Whitehorse had some great places to visit. Parks Canada had taken the riverboat S.S. Klondike and dragged it up onto the bank of the Yukon River, where it has been restored into a museum.

It was interesting to see how people used to travel on the Yukon. First Class was like an old steamship, with all the amenities you could ask for in those times. The S.S. Klondike was one of 250 riverboats that worked the river and the lakes from 1929 to 1952.
The MacBride Museum was also very interesting. The Yukon gold rush exhibits were very well done, giving you a real feel for the way people lived. They have the original cabin that Sam McGee lived in during his early years in the Yukon. One of the curators did a reading of Robert Service's "The Cremation of Sam McGee" and told the story of the real Sam McGee's life.
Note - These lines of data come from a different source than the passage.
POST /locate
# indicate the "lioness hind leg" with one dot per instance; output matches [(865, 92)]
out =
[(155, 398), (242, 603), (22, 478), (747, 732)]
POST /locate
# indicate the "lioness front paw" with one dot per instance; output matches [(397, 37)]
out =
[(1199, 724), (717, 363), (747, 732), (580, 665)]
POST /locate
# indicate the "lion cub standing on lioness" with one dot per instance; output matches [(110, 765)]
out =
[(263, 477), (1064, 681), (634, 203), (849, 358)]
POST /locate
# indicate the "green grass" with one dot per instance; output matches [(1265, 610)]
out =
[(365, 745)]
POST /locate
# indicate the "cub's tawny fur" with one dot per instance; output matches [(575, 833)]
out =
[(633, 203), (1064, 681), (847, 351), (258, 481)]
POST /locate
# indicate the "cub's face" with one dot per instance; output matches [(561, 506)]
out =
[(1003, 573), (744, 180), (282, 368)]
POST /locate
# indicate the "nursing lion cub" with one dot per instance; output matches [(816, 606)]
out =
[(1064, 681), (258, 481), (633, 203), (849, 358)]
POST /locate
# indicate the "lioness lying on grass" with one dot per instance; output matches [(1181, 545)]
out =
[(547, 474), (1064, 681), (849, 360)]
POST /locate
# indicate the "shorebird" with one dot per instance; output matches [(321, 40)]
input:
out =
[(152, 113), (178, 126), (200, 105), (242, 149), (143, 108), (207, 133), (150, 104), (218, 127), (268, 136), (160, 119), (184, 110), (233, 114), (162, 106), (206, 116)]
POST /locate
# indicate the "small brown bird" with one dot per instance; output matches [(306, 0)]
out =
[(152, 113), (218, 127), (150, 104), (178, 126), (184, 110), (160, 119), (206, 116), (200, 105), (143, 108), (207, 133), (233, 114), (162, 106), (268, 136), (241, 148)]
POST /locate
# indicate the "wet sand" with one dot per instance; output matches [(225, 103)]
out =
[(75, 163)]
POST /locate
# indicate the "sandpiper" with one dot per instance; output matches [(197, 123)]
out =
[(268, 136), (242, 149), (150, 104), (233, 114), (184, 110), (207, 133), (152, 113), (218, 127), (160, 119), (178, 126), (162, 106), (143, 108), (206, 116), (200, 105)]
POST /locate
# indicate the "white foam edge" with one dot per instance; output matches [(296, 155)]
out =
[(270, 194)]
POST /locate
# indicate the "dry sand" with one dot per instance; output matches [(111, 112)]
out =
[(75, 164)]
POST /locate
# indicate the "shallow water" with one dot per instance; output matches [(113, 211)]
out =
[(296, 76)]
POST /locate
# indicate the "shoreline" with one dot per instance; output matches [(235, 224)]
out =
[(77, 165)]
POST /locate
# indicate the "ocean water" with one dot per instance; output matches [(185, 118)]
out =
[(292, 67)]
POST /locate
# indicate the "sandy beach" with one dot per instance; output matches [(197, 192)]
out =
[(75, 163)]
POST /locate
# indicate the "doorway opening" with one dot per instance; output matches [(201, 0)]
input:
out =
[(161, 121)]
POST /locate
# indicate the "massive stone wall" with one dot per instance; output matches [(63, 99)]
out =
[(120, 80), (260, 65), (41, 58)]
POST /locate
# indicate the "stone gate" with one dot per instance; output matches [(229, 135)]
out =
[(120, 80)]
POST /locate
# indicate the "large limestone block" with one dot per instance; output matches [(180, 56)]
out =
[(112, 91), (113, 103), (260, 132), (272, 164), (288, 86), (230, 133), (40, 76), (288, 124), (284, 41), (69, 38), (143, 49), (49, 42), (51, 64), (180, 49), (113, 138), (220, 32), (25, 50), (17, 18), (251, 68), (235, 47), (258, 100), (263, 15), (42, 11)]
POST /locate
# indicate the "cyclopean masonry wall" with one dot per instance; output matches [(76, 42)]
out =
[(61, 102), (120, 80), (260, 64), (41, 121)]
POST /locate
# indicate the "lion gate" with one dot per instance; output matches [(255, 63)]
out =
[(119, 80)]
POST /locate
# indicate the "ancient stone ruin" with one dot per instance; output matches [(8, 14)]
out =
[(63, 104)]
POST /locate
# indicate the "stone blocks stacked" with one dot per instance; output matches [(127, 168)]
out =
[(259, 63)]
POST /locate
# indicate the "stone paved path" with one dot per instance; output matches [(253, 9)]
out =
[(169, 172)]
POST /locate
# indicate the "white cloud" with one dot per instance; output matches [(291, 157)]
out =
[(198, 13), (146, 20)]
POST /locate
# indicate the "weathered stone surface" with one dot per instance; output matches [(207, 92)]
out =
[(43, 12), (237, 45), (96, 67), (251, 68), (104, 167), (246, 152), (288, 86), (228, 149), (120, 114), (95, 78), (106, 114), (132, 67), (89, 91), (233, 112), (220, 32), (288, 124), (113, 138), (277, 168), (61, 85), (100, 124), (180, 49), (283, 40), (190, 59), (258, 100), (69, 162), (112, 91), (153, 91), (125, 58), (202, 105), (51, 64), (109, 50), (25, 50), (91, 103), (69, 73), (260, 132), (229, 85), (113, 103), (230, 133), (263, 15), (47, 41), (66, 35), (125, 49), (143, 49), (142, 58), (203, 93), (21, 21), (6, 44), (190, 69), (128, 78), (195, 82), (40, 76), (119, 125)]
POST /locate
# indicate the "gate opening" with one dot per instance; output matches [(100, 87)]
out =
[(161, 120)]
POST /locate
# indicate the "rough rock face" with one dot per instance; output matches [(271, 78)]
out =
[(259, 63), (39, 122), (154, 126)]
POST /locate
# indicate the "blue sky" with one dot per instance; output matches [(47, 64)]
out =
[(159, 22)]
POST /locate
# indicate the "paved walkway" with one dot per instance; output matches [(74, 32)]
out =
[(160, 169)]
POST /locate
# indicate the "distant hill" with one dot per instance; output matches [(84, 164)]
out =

He left Whitehorse in his 30s and didn't return until he was 73. When he finally came back, someone tried to sell him "Sam McGee's ashes." He found that very amusing and was reminded of Mark Twain's comment that the rumors of his demise had been greatly exaggerated.


The fish ladders built around the dam were really interesting. Only about 1,000 Chinook salmon (also known as King) a year make it through the ladder. The fish hatchery releases over 150,000 fish per year. Each hatchery fish has a small piece on its back removed for quick identification, and it is marked for tracking. The young lady giving us the tour was excited that one of their fish had been caught and identified as theirs all the way over in Japan.
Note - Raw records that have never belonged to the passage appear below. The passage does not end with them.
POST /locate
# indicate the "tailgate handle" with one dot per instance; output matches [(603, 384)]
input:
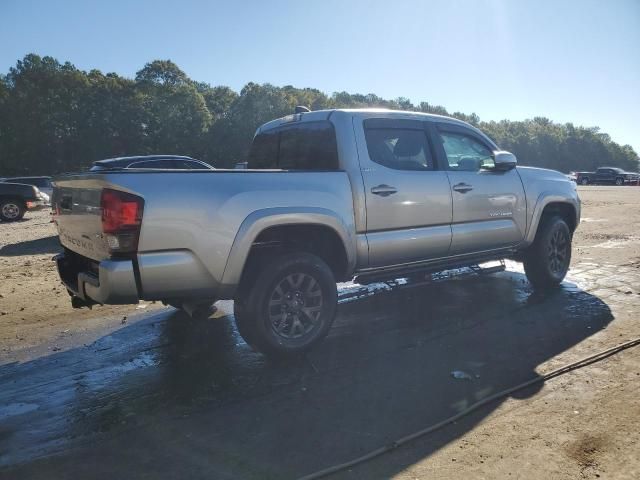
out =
[(462, 187), (383, 190), (65, 202)]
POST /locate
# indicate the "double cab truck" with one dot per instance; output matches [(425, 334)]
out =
[(326, 196), (607, 176)]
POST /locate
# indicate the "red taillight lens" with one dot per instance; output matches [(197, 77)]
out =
[(121, 219)]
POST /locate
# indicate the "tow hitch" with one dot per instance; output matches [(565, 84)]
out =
[(77, 302)]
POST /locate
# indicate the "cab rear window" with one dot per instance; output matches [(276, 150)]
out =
[(300, 146)]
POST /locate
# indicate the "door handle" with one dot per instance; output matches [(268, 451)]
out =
[(462, 187), (383, 190)]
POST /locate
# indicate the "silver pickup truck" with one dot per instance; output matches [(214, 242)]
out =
[(327, 196)]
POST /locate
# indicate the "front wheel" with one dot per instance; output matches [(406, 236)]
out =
[(547, 260), (11, 210), (290, 307)]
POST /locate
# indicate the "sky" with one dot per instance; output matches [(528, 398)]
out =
[(568, 60)]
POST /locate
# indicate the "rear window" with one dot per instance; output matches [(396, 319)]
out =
[(301, 146)]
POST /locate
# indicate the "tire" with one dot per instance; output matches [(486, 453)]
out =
[(290, 306), (547, 260), (11, 210)]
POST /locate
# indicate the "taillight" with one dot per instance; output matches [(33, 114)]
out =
[(121, 220)]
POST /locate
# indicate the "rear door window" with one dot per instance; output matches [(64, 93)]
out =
[(399, 148), (299, 146)]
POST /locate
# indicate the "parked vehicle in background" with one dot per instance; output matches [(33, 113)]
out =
[(43, 183), (16, 199), (607, 176), (328, 196), (170, 162)]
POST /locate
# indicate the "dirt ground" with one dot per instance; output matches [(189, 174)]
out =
[(582, 425), (34, 307)]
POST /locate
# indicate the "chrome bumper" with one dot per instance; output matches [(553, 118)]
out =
[(114, 282)]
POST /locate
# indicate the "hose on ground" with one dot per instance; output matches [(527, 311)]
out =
[(408, 438)]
The travel of these fish is fascinating. Of naturally spawning salmon, only about 10 percent of the 5,000 eggs each fish lays actually become fry, the juvenile stage. The fish start the trip down the Yukon River, 3,000 kilometers to the Bering Sea, then out into the ocean. They spend four to six years out there before returning to the Yukon. The trip down is easy, all downhill. The trip back is uphill all the way, and they do not eat once they start the three-month return run to Whitehorse. The 366-meter wooden fish ladder at the Whitehorse dam is believed to be the longest in the world. Who needs GPS? The spawning fish lay their eggs within one meter of where they were born themselves. What a story.
Back at the campsite we bid farewell to Hal, Kim, and Benny. It was also goodbye to Joan and Chuck, though since they live in Florida we knew we would see them soon enough. Back on the road again.